Don't use a thread per peer; past the number of processors, additional threads is likely only to hurt performance. You'd also have been expected to tweak the dwStackSize
so that 1000 idle peers doesn't cost you 1000MB of RAM.
You can use a thread-pool (X
threads handling Y
sockets) to get a performance boost (or, ideally, IO Completion Ports), but this tends to work incredibly well for certain kinds of applications, and not at all for other kinds of applications. Unless you're certain that yours is suited for this, I wouldn't justify taking the risk.
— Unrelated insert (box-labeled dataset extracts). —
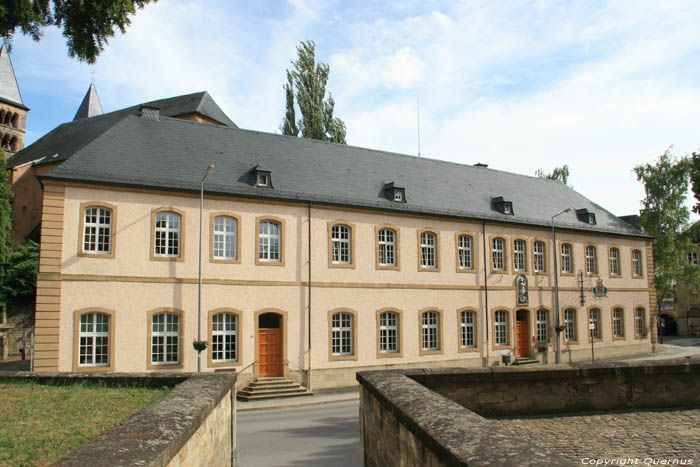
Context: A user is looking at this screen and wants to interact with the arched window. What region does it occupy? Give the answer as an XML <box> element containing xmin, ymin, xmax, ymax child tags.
<box><xmin>331</xmin><ymin>224</ymin><xmax>352</xmax><ymax>264</ymax></box>
<box><xmin>258</xmin><ymin>219</ymin><xmax>282</xmax><ymax>263</ymax></box>
<box><xmin>212</xmin><ymin>216</ymin><xmax>238</xmax><ymax>261</ymax></box>
<box><xmin>536</xmin><ymin>309</ymin><xmax>549</xmax><ymax>343</ymax></box>
<box><xmin>153</xmin><ymin>211</ymin><xmax>181</xmax><ymax>258</ymax></box>
<box><xmin>151</xmin><ymin>312</ymin><xmax>180</xmax><ymax>365</ymax></box>
<box><xmin>377</xmin><ymin>228</ymin><xmax>396</xmax><ymax>266</ymax></box>
<box><xmin>331</xmin><ymin>312</ymin><xmax>353</xmax><ymax>356</ymax></box>
<box><xmin>420</xmin><ymin>231</ymin><xmax>437</xmax><ymax>269</ymax></box>
<box><xmin>494</xmin><ymin>310</ymin><xmax>508</xmax><ymax>345</ymax></box>
<box><xmin>459</xmin><ymin>311</ymin><xmax>476</xmax><ymax>348</ymax></box>
<box><xmin>610</xmin><ymin>248</ymin><xmax>620</xmax><ymax>276</ymax></box>
<box><xmin>379</xmin><ymin>311</ymin><xmax>399</xmax><ymax>353</ymax></box>
<box><xmin>211</xmin><ymin>312</ymin><xmax>238</xmax><ymax>362</ymax></box>
<box><xmin>457</xmin><ymin>235</ymin><xmax>474</xmax><ymax>269</ymax></box>
<box><xmin>586</xmin><ymin>245</ymin><xmax>597</xmax><ymax>274</ymax></box>
<box><xmin>78</xmin><ymin>312</ymin><xmax>111</xmax><ymax>367</ymax></box>
<box><xmin>513</xmin><ymin>240</ymin><xmax>527</xmax><ymax>271</ymax></box>
<box><xmin>491</xmin><ymin>237</ymin><xmax>505</xmax><ymax>271</ymax></box>
<box><xmin>83</xmin><ymin>206</ymin><xmax>113</xmax><ymax>255</ymax></box>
It's entirely permissible to use a single thread and poll/send from a large quantity of sockets. I don't know precisely when large
would have a concernable overhead, but I'd (conservatively) ballpark it somewhere between 2k-5k sockets (on below average hardware).
The workaround for
WSAEWOULDBLOCK
is to have a std::queue<BYTE>
of bytes (not a queue of "packet objects") for each socket in your application (you populate this queue
with the data you want to send), and have a single background-thread whose sole purpose is to drain the queues into the respective socket send
(X
bytes at a time); you can use blocking socket for this now (since it's a background-worker), but if you do use a non-blocking socket and get WSAEWOULDBLOCK
you can just keep trying to drain the queue (here it won't obstruct the flow of your application).